For a thousand years (2700 to 1700 BCE), a city rose and thrived on this windy perch above the crystal Aegean. Wide, stone-paved streets crisscrossed the settlement, crowded with homes and workshops. Impressive public buildings communicated the wealth and prominence of this city.
Palamari’s Distinctive Fortifications around a Thriving Early Bronze Age City
Early on, the inhabitants built massive fortifications with horseshoe-shaped bastions scalloping their thick stone walls. (Photo above) Archaeologists call this style of bastion the “kastri” type after the archaeological site where they first excavated them. This fortification style arose at many locations across the Mediterranean during the Early Bronze Age. That was a long before the time when my mythical Princess Deidamia might have lived on Skyros.
The ever-increasing need for copper and tin to make bronze drove the development of trade routes. The storage and fabrication of these valuable metals meant they had to protect the major stops on that route from pirates. With a lovely wide bay and a sheltered lagoon for ships, a nurturing stream and abundant springs, flat inland plains for wheat and barley fields, as well as nearby pine forests for timber, this city thrived. Until it was abruptly abandoned.
And Then It Was Gone
The historical record says nothing of this dominating city. We know of it only through the archaeologists’ trowels and brushes.
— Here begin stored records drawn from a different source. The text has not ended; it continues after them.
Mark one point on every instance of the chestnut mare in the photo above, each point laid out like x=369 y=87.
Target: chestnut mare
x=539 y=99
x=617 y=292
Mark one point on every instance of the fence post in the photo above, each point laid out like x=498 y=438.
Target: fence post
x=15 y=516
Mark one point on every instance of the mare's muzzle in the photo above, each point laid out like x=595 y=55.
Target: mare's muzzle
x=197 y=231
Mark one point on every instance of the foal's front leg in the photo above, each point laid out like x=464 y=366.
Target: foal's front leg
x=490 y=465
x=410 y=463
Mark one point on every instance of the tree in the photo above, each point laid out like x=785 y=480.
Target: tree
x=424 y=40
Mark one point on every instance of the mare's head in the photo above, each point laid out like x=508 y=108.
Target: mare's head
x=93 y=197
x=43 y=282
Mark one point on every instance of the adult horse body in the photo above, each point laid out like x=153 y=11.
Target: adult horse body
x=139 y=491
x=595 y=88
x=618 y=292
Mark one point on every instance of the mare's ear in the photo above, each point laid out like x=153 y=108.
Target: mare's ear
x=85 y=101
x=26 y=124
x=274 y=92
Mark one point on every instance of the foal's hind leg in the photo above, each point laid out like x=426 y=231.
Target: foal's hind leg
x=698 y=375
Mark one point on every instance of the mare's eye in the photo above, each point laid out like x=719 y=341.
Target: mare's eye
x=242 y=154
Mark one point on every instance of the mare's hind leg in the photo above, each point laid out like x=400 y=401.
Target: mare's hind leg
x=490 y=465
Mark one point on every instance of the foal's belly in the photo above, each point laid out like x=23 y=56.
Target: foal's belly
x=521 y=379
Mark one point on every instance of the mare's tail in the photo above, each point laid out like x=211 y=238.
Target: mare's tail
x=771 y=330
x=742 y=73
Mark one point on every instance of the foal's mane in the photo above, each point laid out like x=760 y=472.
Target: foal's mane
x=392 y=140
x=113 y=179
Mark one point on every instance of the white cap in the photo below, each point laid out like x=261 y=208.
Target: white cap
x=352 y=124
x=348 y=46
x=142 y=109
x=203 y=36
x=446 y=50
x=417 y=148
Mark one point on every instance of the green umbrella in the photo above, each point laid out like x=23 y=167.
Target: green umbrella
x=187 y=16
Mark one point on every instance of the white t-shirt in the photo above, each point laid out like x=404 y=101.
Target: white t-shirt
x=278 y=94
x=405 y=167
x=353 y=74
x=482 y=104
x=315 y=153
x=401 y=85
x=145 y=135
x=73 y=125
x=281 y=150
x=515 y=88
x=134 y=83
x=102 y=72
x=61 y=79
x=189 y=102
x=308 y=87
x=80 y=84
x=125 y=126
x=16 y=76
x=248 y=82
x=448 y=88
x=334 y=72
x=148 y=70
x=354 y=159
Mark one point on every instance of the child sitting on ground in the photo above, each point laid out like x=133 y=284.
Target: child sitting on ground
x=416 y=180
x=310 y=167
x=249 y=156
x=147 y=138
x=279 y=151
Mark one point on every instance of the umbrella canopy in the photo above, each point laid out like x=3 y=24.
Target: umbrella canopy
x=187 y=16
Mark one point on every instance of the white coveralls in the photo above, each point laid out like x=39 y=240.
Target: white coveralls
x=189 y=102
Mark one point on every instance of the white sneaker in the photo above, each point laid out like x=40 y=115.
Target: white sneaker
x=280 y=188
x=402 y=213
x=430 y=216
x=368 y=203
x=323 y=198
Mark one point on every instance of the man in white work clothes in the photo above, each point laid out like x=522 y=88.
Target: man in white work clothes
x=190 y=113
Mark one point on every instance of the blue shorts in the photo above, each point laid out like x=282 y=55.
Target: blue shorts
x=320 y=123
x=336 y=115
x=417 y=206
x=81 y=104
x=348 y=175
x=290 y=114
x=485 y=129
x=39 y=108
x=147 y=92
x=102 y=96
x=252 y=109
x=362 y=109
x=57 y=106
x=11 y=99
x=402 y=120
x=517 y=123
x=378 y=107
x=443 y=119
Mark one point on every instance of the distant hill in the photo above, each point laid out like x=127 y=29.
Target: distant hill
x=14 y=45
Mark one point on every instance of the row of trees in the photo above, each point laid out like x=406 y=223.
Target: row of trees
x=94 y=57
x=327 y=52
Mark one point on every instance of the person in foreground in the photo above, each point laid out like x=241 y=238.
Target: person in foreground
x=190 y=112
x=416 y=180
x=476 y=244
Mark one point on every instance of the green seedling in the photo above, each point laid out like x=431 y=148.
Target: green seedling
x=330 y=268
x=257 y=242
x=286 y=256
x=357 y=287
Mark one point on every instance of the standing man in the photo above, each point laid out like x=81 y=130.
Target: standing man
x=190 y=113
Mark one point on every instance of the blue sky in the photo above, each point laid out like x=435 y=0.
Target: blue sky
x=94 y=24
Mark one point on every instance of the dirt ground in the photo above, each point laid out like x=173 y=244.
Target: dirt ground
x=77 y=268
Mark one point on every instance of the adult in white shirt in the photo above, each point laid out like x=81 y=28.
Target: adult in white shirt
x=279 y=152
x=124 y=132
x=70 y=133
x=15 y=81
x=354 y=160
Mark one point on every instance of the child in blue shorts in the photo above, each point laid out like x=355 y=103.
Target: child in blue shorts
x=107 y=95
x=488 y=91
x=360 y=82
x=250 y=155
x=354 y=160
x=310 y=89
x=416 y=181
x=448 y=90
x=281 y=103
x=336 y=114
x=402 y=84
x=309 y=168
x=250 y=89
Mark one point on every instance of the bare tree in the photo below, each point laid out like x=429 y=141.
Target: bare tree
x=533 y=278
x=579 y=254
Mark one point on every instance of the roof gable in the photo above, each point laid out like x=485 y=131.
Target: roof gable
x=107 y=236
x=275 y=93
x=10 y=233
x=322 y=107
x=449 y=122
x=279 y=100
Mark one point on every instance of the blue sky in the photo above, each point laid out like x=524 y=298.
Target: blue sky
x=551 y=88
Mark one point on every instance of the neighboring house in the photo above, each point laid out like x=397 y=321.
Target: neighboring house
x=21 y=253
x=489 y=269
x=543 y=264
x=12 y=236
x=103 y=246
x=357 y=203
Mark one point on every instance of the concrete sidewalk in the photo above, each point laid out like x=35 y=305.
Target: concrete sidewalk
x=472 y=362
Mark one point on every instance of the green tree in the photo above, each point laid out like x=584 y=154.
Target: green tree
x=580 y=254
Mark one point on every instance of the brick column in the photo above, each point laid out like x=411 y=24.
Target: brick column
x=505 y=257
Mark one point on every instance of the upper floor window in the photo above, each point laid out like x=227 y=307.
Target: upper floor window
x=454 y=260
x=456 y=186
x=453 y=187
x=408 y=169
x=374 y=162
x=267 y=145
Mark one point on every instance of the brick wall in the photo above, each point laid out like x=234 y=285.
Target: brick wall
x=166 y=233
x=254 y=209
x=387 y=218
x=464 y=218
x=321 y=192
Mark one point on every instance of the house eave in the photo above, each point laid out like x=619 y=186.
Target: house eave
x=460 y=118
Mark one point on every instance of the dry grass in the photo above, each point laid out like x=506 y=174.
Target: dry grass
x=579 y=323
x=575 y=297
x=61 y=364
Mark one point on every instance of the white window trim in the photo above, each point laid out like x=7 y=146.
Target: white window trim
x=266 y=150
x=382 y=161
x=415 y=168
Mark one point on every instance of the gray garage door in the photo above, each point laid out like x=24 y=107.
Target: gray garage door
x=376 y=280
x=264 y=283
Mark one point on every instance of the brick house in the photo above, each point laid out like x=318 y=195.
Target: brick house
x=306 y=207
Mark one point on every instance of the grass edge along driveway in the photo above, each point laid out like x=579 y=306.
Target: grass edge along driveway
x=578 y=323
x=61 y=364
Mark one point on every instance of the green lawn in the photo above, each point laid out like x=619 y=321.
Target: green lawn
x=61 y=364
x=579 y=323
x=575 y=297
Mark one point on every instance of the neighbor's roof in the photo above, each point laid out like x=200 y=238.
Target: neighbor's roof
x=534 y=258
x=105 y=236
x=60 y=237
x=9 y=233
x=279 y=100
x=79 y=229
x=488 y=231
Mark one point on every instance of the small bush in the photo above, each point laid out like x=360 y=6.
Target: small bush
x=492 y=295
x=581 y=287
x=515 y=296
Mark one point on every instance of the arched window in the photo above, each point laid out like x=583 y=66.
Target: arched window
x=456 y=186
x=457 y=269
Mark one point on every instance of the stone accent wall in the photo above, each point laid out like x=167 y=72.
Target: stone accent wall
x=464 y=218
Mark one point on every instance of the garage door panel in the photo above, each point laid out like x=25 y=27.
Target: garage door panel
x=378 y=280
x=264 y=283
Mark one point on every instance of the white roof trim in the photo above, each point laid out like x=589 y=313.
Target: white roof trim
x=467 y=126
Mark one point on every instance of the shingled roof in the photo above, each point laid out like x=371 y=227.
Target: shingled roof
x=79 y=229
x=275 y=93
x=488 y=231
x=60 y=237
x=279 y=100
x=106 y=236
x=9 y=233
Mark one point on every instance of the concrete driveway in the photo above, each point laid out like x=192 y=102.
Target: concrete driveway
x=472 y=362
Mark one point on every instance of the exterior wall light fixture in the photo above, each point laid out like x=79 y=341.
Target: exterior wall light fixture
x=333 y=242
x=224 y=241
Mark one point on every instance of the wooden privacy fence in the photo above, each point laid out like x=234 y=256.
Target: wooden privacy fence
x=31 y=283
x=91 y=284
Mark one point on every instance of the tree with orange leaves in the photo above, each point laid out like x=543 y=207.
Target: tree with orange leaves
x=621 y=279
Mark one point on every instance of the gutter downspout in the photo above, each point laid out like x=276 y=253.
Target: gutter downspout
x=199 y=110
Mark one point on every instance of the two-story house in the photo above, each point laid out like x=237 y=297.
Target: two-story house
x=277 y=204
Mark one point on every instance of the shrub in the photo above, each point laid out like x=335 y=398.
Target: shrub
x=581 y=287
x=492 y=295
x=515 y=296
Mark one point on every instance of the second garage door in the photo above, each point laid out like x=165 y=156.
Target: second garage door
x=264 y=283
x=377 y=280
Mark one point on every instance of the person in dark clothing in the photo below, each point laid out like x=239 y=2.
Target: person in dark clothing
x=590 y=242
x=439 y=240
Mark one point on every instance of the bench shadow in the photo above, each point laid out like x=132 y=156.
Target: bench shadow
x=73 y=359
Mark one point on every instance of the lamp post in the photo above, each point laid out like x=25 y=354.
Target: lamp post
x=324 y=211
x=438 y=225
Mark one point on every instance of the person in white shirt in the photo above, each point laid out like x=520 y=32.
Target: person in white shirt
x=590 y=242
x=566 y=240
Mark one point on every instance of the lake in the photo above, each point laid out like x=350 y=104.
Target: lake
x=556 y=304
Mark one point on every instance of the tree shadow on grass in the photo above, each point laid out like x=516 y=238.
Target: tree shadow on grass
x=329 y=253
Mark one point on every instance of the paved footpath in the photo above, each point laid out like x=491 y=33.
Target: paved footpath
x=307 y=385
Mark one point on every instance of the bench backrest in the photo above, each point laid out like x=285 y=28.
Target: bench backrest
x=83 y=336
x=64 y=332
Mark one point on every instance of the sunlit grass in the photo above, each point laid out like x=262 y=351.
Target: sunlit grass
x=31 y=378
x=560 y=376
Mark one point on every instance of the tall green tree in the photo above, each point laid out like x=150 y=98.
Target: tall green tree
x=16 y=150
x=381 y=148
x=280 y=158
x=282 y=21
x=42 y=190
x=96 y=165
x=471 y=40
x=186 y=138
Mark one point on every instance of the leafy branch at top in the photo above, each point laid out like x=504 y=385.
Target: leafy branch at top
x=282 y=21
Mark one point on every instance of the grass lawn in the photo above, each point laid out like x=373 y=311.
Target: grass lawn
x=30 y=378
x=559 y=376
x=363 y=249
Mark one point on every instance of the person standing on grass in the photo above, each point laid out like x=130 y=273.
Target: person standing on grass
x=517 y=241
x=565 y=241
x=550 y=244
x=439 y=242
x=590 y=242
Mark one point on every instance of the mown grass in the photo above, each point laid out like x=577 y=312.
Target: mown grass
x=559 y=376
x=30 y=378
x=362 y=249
By the time we hear the island of Skyros mentioned, it’s a backward, impoverished place. It’s called the haunt of goatherders and not much else. (This later poverty of the island is integral to my novel.) So what happened?
It isn’t entirely certain, but there’s a likely culprit. I suspect the volcanic eruption on the island of Thera, far to the south. In the excavations of this site, there are no signs of habitation after 1700 BCE, which is roughly when Thera blew up. The cities on Thera were completely buried, and tidal waves destroyed Crete’s coastal cities in a single blow. Further north, on Skyros, a large chunk of the city was consumed by the sea. Note the eroded portion on the model. That process continues to this day, but it is not hard to imagine one monstrous chomp brought on by Thera’s volcanic horror, taking down the mighty wall on one side and fatally wounding the proud city.
Imagining the End
I can imagine the terrified surviving inhabitants fleeing inland away from the threat of another wall of water. The ensuing collapse of Minoan influence meant the trade routes waned for a time and shifted, leaving Skyros as a backwater. When later a hero-king of legend founds a new kingdom on the island (grandfather of the king in my novel), he builds not on those haunted ruins, whatever state they might have been in by then, but on the highly defensible top of a mountain, a smaller scope for a palace and town. The grandeur of Early Bronze Age Skyros was lost forever.
Standing amid the ruins, in that evocative sea-girt place of dramatic bastions, walls, and moats, I found myself saddened almost to tears, imagining the busy, thriving people who once lived there.
Finding Palamari a Place in My Fiction
Although the city would have lain in ruins by the time of my characters—five hundred or so years later—I think I will have them confront and incorporate into their understanding of their roles in life the fallen, cut stones and sense of loss that haunts this place. It matches the inner processes that both must go through. Exploring the archaeological site of Palamari offered one of the richest experiences of exploring the sun-filled island of Skyros.